Dear Em Dash,
They said you were “too much.”
They said, “Calm down, it’s just a pause.”
But you? You’re the Beyoncé of punctuation. The dramatic entrance. The main character.
While the others—period, comma, semicolon—play by the rules, you saunter in with your oversized energy, breaking the sentence and the silence like you own the place.
I see you. I get you. I am you.
They try to clip your wings with “AP style” rules of a space before and after, highlighting, “it’s so obvious this is AI written because of lack of the spaces.” The fear of judgment, people say, “just use a comma instead.”
But babe—commas don’t slap. You do.
So I’m writing to let you know: I’ll never let them cancel you.
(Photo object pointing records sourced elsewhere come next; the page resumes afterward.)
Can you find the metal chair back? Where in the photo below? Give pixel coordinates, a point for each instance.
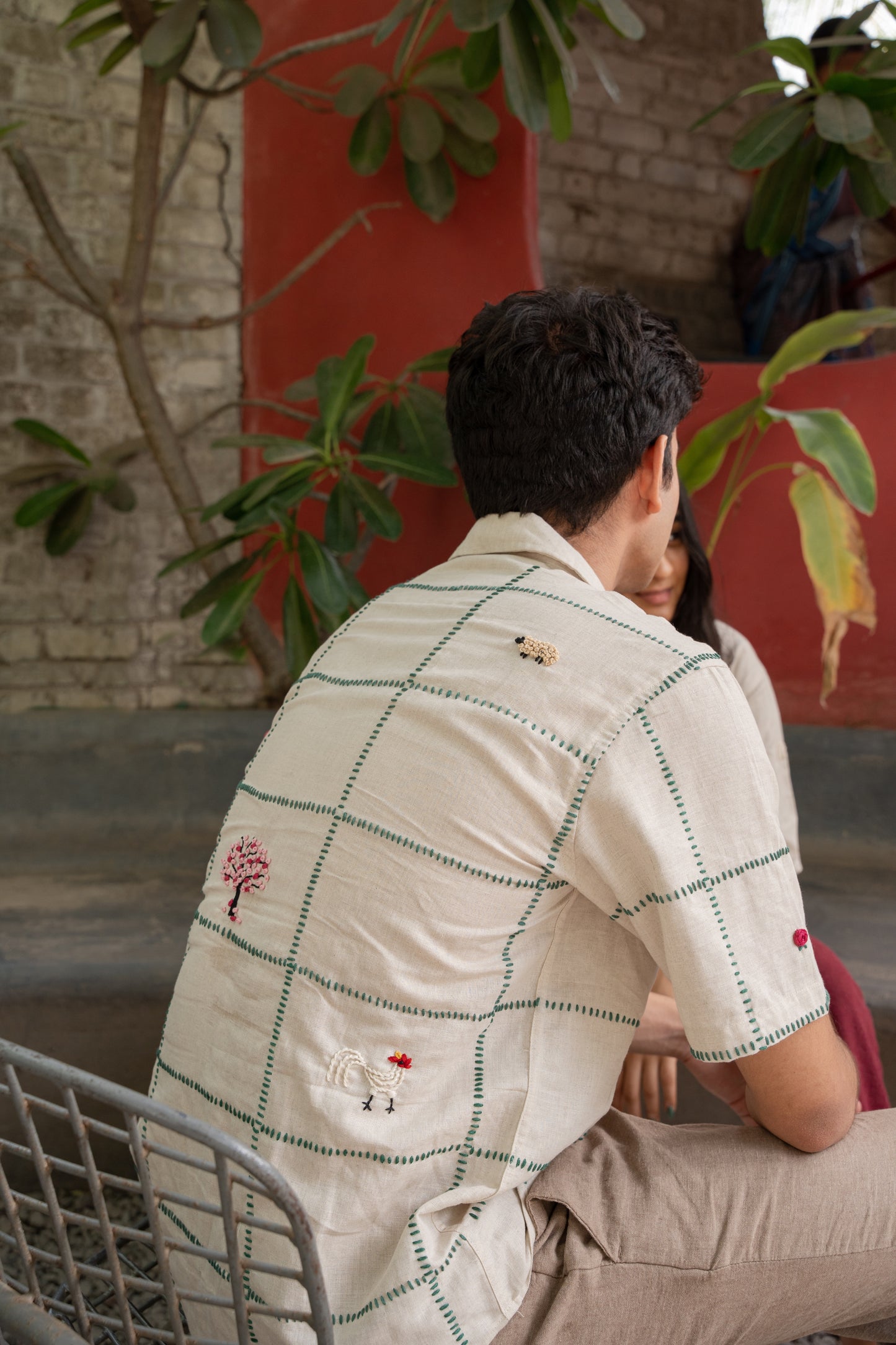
(100, 1251)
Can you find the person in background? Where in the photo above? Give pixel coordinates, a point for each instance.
(681, 592)
(821, 274)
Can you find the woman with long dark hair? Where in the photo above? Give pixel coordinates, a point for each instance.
(681, 592)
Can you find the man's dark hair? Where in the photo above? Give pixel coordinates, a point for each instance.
(830, 29)
(554, 396)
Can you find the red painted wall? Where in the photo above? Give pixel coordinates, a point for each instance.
(763, 587)
(412, 283)
(415, 285)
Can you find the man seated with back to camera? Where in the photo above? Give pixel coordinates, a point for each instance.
(497, 799)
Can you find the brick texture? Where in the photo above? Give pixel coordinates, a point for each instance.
(95, 627)
(634, 199)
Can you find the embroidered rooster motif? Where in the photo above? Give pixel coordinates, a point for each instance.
(383, 1083)
(538, 650)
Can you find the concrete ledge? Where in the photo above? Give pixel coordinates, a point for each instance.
(112, 817)
(73, 779)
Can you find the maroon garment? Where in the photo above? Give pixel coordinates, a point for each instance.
(854, 1024)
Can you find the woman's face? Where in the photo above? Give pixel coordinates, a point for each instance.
(663, 594)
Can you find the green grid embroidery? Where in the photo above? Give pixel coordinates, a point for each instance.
(394, 1006)
(375, 829)
(321, 859)
(700, 884)
(624, 626)
(479, 1056)
(407, 1287)
(714, 900)
(769, 1040)
(433, 1276)
(323, 1150)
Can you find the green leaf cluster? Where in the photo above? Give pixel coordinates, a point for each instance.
(809, 136)
(433, 105)
(825, 503)
(66, 506)
(824, 435)
(233, 27)
(405, 436)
Not on my watch. Not in my drafts. Not in my moody late-night think pieces.
In your honor, I’ve gone full grammar slayer—think Frank Frazetta meets MLA Handbook.
Picture this: me in boots, standing atop a pile of rejected style guides, wielding a glowing em dash like it’s Excalibur. (Oh wait—you don’t have to picture it. I attached the image below.)
You’re not just punctuation.
You’re a vibe. A movement. A lifestyle.
And I will ride into every battle—spellcheck be damned—with your long, glorious dash leading the charge.